Multivariate Multi-Task LASSO
multivariate_mtlasso.RdFits a multi-task LASSO model for multivariate isoform prediction. This method encourages joint feature selection across isoforms using L21 regularization (row sparsity on the coefficient matrix).
Arguments
- X
matrix, design matrix of SNP dosages (n x p)
- Y
matrix, matrix of isoform expression across columns (n x q)
- regularization
character, type of multi-task regularization:
"L21": L2,1 norm (row sparsity) - same SNPs selected across isoforms
"Trace": trace norm (low-rank) - isoforms share latent structure (RMTL only)
"Lasso": standard lasso applied jointly (RMTL only)
- lambda
numeric or NULL, regularization parameter. If NULL, selected by CV.
- lambda_seq
numeric vector, sequence of lambda values to try in CV. If NULL, automatically generates a sequence.
- nlambda
int, number of lambda values if lambda_seq is NULL
- lambda_min_ratio
numeric, ratio of min to max lambda
- Lam2
numeric, ridge penalty parameter (for RMTL backend). Default 0.
- nfolds
int, number of CV folds
- standardize
logical, standardize X before fitting. Default FALSE.
- verbose
logical, print progress
- seed
int, random seed
- par
logical, use parallel processing for CV folds
- n.cores
int, number of cores for parallel processing
- backend
character, implementation to use:
"fast": Custom fast implementation optimized for shared X (default)
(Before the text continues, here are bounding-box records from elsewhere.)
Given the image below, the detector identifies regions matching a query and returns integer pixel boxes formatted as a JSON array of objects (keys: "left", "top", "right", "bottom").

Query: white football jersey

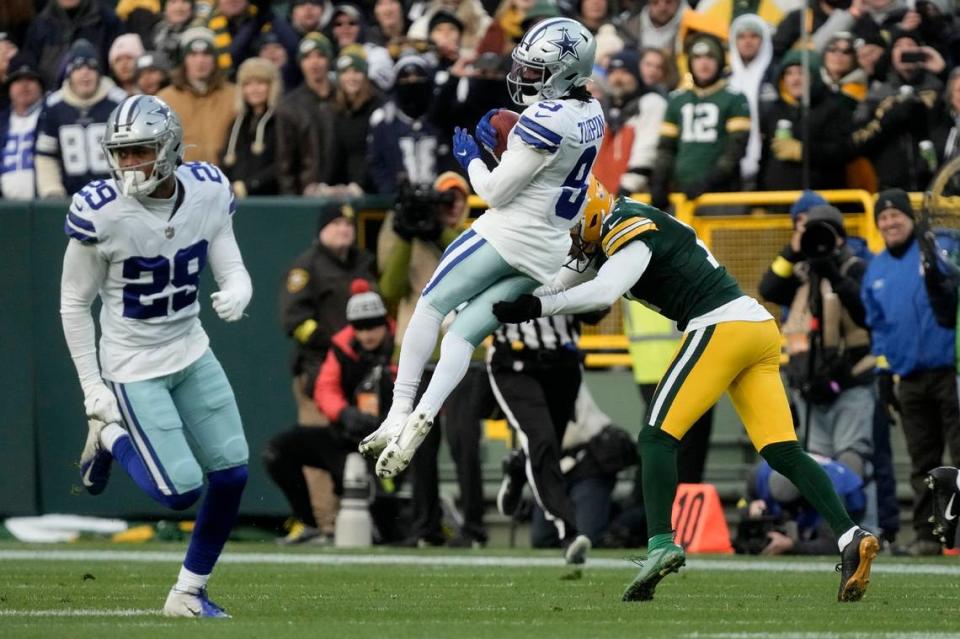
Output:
[
  {"left": 473, "top": 99, "right": 604, "bottom": 282},
  {"left": 64, "top": 162, "right": 236, "bottom": 383}
]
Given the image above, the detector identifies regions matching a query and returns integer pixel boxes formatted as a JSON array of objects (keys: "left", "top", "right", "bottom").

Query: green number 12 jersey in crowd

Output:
[{"left": 598, "top": 199, "right": 744, "bottom": 331}]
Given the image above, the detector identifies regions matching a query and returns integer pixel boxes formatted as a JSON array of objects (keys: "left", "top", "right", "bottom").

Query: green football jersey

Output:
[
  {"left": 600, "top": 198, "right": 744, "bottom": 331},
  {"left": 660, "top": 82, "right": 750, "bottom": 191}
]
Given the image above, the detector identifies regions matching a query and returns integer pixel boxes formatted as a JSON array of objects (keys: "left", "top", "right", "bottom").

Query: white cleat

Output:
[
  {"left": 377, "top": 413, "right": 433, "bottom": 479},
  {"left": 357, "top": 411, "right": 410, "bottom": 459},
  {"left": 563, "top": 535, "right": 593, "bottom": 566},
  {"left": 163, "top": 588, "right": 230, "bottom": 619}
]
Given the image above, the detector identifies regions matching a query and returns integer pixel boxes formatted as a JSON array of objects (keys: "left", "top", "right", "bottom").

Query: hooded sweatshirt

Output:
[{"left": 729, "top": 13, "right": 773, "bottom": 180}]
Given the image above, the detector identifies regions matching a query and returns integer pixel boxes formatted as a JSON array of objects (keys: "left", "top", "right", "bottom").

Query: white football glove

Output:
[
  {"left": 210, "top": 291, "right": 249, "bottom": 322},
  {"left": 83, "top": 384, "right": 123, "bottom": 424}
]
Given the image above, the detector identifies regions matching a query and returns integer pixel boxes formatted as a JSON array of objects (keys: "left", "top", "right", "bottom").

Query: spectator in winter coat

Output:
[
  {"left": 107, "top": 33, "right": 143, "bottom": 95},
  {"left": 263, "top": 279, "right": 394, "bottom": 544},
  {"left": 853, "top": 31, "right": 944, "bottom": 191},
  {"left": 620, "top": 0, "right": 691, "bottom": 51},
  {"left": 220, "top": 58, "right": 282, "bottom": 197},
  {"left": 860, "top": 189, "right": 960, "bottom": 555},
  {"left": 758, "top": 51, "right": 852, "bottom": 191},
  {"left": 367, "top": 55, "right": 451, "bottom": 194},
  {"left": 0, "top": 52, "right": 43, "bottom": 200},
  {"left": 157, "top": 27, "right": 237, "bottom": 163},
  {"left": 930, "top": 68, "right": 960, "bottom": 165},
  {"left": 650, "top": 34, "right": 750, "bottom": 209},
  {"left": 593, "top": 49, "right": 667, "bottom": 194},
  {"left": 773, "top": 0, "right": 856, "bottom": 59},
  {"left": 820, "top": 31, "right": 868, "bottom": 113},
  {"left": 22, "top": 0, "right": 123, "bottom": 87},
  {"left": 328, "top": 47, "right": 380, "bottom": 190},
  {"left": 276, "top": 32, "right": 336, "bottom": 195},
  {"left": 144, "top": 0, "right": 197, "bottom": 61},
  {"left": 36, "top": 40, "right": 126, "bottom": 198},
  {"left": 730, "top": 13, "right": 776, "bottom": 185},
  {"left": 134, "top": 51, "right": 170, "bottom": 95}
]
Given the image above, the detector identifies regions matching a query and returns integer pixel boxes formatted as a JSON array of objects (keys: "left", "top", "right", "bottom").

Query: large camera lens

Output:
[{"left": 800, "top": 220, "right": 840, "bottom": 259}]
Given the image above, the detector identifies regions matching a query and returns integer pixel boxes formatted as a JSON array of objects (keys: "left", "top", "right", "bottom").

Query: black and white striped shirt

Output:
[{"left": 493, "top": 315, "right": 580, "bottom": 351}]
"rmtl": Use RMTL package (slower, but supports Trace/Lasso regularization)
Value
isotwas_model object containing:
transcripts: list of transcript_model objects with weights, R2, pvalues
best_lambda: optimal lambda from CV
regularization: type of regularization used
Details
The L21 penalty enforces that the same SNPs are selected or excluded across all isoforms, which is appropriate when SNPs are expected to have shared effects on multiple isoforms of the same gene.
The L21 regularization solves: $$\min_W \frac{1}{2n}||Y - XW||_F^2 + \lambda ||W||_{2,1}$$
where \(||W||_{2,1} = \sum_j ||W_j||_2\) is the sum of L2 norms of rows, encouraging entire rows (SNPs) to be zero or non-zero together.
The fast backend exploits the shared X structure by precomputing X'X once, making it much faster than general-purpose MTL solvers.